Detto questo, va aggiunto come i più avanzati settori della ricerca tendano costantemente a riaprire il rapporto con il diritto. La genetica e le neuroscienze, al riguardo, fanno emergere dati tutti da interpretare anche a livello giuridico. Nell’ipotesi, ad esempio, in cui una persona che ha commesso un delitto presenti una variante genetica che alcuni studi associano ad una maggiore aggressività, sarà possibile ritenerla “meno colpevole” riducendo l’entità della pena? Proprio un caso simile, risolto dalla Corte di Appello di Trieste nel novembre 2009 con la riduzione di un anno della pena comminata in primo grado anche a motivo della presenza nel condannato della variante del gene MAOA (cd. caso Bayout), ha costituito l’occasione, nell’ambito della quarta edizione del Forum BioDiritto, che si è svolto a Trento il 26 e 27 maggio 2011, per una tavola rotonda dedicata a “Neurogenetica e giustizia”, fra genetisti, neuroscienziati e giuristi.

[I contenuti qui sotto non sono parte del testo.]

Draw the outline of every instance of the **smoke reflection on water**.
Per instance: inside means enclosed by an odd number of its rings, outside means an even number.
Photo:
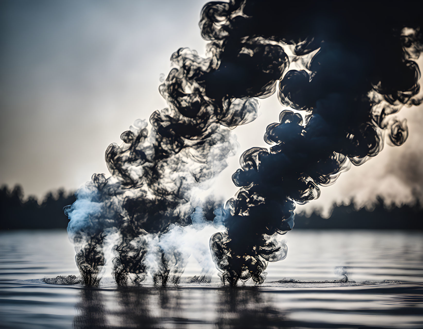
[[[66,232],[0,232],[0,327],[423,326],[421,232],[292,233],[292,252],[259,287],[221,287],[216,269],[208,285],[117,287],[109,277],[93,288],[43,282],[77,274]]]
[[[108,302],[111,292],[115,295],[114,305]],[[286,326],[285,313],[275,304],[271,294],[265,295],[254,288],[202,291],[120,287],[113,292],[87,288],[81,291],[80,299],[73,323],[75,329]],[[107,309],[107,304],[112,308]]]

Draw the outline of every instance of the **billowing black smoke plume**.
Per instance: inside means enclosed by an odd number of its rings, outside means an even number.
[[[394,145],[405,141],[405,121],[389,115],[421,101],[413,60],[422,50],[421,9],[417,2],[248,0],[204,8],[203,36],[226,43],[221,67],[242,67],[240,53],[253,58],[278,44],[292,53],[289,68],[299,68],[280,77],[278,97],[292,110],[268,126],[264,140],[272,146],[246,151],[232,176],[241,188],[226,204],[226,230],[210,240],[224,283],[262,282],[267,261],[286,255],[275,233],[292,228],[295,203],[319,197],[319,186],[352,163],[376,155],[385,135]]]
[[[225,168],[231,128],[254,120],[277,89],[280,123],[270,150],[254,148],[233,174],[241,188],[222,213],[226,230],[210,239],[224,284],[261,283],[267,262],[284,258],[275,233],[294,226],[295,203],[318,197],[352,163],[401,145],[405,122],[388,115],[417,104],[422,50],[417,3],[392,8],[336,2],[232,0],[201,13],[207,57],[181,49],[159,88],[168,107],[122,134],[106,152],[111,176],[93,175],[65,211],[84,282],[98,283],[111,246],[118,284],[177,283],[187,255],[167,249],[171,228],[211,220],[219,200],[196,196]],[[152,263],[154,263],[154,265]]]

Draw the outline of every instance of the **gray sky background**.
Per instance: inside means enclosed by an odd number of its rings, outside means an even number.
[[[26,195],[41,196],[107,172],[107,145],[120,143],[121,133],[135,120],[165,106],[158,88],[172,53],[183,47],[203,54],[198,21],[205,3],[2,1],[0,184],[19,183]],[[260,102],[259,118],[234,130],[239,152],[214,185],[225,197],[236,191],[231,176],[241,154],[268,146],[263,134],[282,109],[275,95]],[[400,113],[409,122],[404,145],[386,145],[322,189],[305,209],[327,209],[353,196],[361,204],[377,194],[398,204],[412,202],[413,193],[423,199],[422,110]]]

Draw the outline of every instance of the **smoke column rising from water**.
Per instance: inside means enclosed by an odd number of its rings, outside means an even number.
[[[107,244],[118,284],[139,284],[148,272],[156,284],[177,283],[189,256],[177,247],[178,232],[215,218],[225,228],[210,239],[223,283],[263,282],[267,261],[286,256],[276,233],[292,229],[295,203],[318,197],[319,186],[376,155],[385,135],[393,145],[405,141],[405,121],[390,115],[421,101],[417,5],[206,4],[200,25],[207,57],[187,49],[172,55],[159,88],[168,107],[110,145],[111,177],[93,175],[65,209],[85,283],[98,283]],[[269,150],[241,156],[236,197],[222,209],[221,200],[199,197],[236,149],[231,129],[255,118],[253,97],[277,90],[291,110],[268,126]]]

A fronte delle decise e condivise critiche verso ogni associazione in forma diretta fra genetica e comportamento, associazione scientificamente ancor prima che giuridicamente discutibile come evidenziato da Jens Volkmar Schwarzbach e Alessandro Quattrone, il giudice Amedeo Santosuosso della Corte d’Appello di Milano ha considerato l’opportunità di mantenere aperte le possibilità di ritrovare in ambito scientifico nuovi e potenzialmente validi elementi di prova anche in riferimento alla capacità degli imputati. La giornalista Daniela Ovadia, inoltre, ha contrapposto alla base biologica del comportamento una base sociale dello stesso; base sociale su cui appare più utile intervenire.

L’incontro è proseguito il giorno dopo con il convegno dedicato a “Genetica, diritto e diritti” all’interno del quale diverse area di ricerca presenti all’interno del Dipartimento di Scienze giuridiche si sono confrontate sulla disciplina nazionale, europea e internazionale dei diversi ambiti in cui la genetica si trova coinvolta. Rischi e potenzialità sono stati così messi in luce attraverso una serie di relazioni che hanno trattato dei pericoli della discriminazione genetica e del diritto internazionale ad essi dedicato, della importanza e delicatezza della consulenza genetica, della tutela antidiscriminatoria nel settore gius-lavoristico, dell’importanza e dei limiti dell’utilizzo della dimensione genetica nell’ambito del processo penale e dei pericoli di uno sfruttamento iniquo delle risorse biogenetiche.
A termine dei lavori, si è potuto osservare come il diritto (di produzione legislativa, in particolare) non sempre si ponga come punto di contatto fra le potenzialità che la genetica offre e la tutela dei diritti delle persone. Anziché condurre la genetica verso la tutela dei diritti individuali e collettivi, anche delle generazioni future, alcune scelte adottate a livello sia nazionale che internazionale paiono costituire un ostacolo alle potenzialità offerte dalla genetica nel rafforzamento di alcuni diritti fondamentali.